How Elavon Uses Speech Analytics in the Call Center

Ann All

Ann All spoke with Carlos Navarro, chief markeing officer for Elavon, a US Bancorp subsidiary that offers payments services to 1 million customers worldwide. Elavon uses speech analytics technology from Verint Systems to mine recorded calls coming into its call center to identify what it calls "closure triggers." These verbal cues, words or phrases have helped it rescue more than 2,000 at-risk merchant accounts. The algorithms inside Verint's speech analytics application, which at Elavon include a library of more than 500 words and phrases, make correlations to help identify these at-risk accounts.


"It's not an application where you put it in and you're done.
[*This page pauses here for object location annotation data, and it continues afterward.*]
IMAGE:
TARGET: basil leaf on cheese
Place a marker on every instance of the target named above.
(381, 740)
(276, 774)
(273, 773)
It's very much a tool to be used as part of your customer lifecycle management, which is part of your overall customer experience. It's another tool in your overall CRM arsenal."

Carlos Navarro
Chief Marketing Officer

All: What specific call center issues did you hope to address using Verint's application?
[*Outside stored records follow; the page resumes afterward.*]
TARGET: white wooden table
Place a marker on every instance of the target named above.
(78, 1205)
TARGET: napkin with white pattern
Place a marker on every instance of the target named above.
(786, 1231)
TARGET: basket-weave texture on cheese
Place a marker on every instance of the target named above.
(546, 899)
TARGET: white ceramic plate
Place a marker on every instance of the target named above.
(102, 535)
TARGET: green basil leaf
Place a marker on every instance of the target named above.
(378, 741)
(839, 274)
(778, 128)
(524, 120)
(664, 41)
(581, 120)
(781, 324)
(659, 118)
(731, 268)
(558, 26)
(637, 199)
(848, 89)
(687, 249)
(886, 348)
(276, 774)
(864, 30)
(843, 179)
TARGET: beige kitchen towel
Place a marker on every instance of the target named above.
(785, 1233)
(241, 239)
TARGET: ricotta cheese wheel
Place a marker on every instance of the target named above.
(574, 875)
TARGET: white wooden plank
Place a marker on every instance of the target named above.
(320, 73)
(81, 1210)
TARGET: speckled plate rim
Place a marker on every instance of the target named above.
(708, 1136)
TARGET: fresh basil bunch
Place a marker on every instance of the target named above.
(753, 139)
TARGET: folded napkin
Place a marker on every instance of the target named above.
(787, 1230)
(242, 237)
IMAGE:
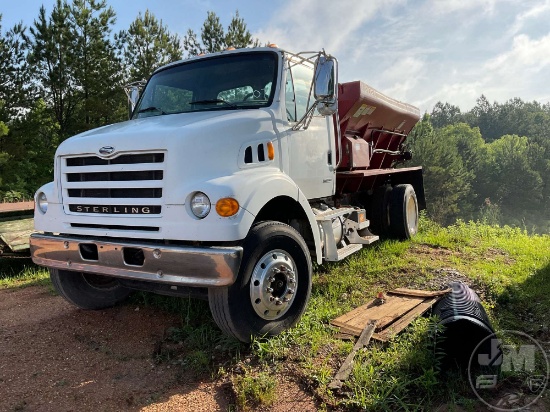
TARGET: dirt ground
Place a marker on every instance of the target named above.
(55, 357)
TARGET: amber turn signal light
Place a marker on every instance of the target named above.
(227, 207)
(270, 151)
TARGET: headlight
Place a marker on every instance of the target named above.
(42, 202)
(200, 205)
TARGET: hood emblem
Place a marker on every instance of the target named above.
(106, 150)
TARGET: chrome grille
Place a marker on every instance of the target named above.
(129, 184)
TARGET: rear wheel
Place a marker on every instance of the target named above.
(403, 212)
(88, 290)
(273, 286)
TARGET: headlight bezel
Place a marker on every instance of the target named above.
(200, 205)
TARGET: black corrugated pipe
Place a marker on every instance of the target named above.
(465, 322)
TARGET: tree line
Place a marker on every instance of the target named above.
(491, 163)
(65, 73)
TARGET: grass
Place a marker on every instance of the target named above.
(508, 266)
(17, 272)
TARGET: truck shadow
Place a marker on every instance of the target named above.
(55, 357)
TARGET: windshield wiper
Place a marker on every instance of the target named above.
(152, 109)
(215, 101)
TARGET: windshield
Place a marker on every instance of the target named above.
(235, 81)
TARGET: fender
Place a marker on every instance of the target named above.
(248, 187)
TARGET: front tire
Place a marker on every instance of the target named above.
(272, 288)
(87, 290)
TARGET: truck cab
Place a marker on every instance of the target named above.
(235, 171)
Navarro: I knew we could improve our overall customer experience. I had been associated with these types of solutions in the past. First and foremost, we are using the solution to address the customer experience. We were looking for particular phrases and sentence structures that wouldn't necessarily pop up on a traditional customer service end-of-call survey or ranking by a CSR (call center representative). We started with a base library for our industry, but we tweaked that library and added to it to make it very specific to the nomenclature our customers are used to hearing. We build the library and then can add and subtract from it on an ongoing basis. It's a living, breathing organism, in that we add things as topics and issues come up in our industry.

Two years ago we weren't searching for "Durbin" or "Credit Card Protection Act" or "PCI." It can be fairly complex. So for example: If someone says a certain word within a certain proximity to another type of word, or early in the call, or late in the call, it might signal that we need to call the customer back.

While we look for emotion and certain words that can't be repeated, that's not our primary focus. Those are too obvious. We are looking for certain phrases that we felt needed attention, based on our interviews with current merchant customers as well as ones that had left us. We built some sophisticated models based on those interviews.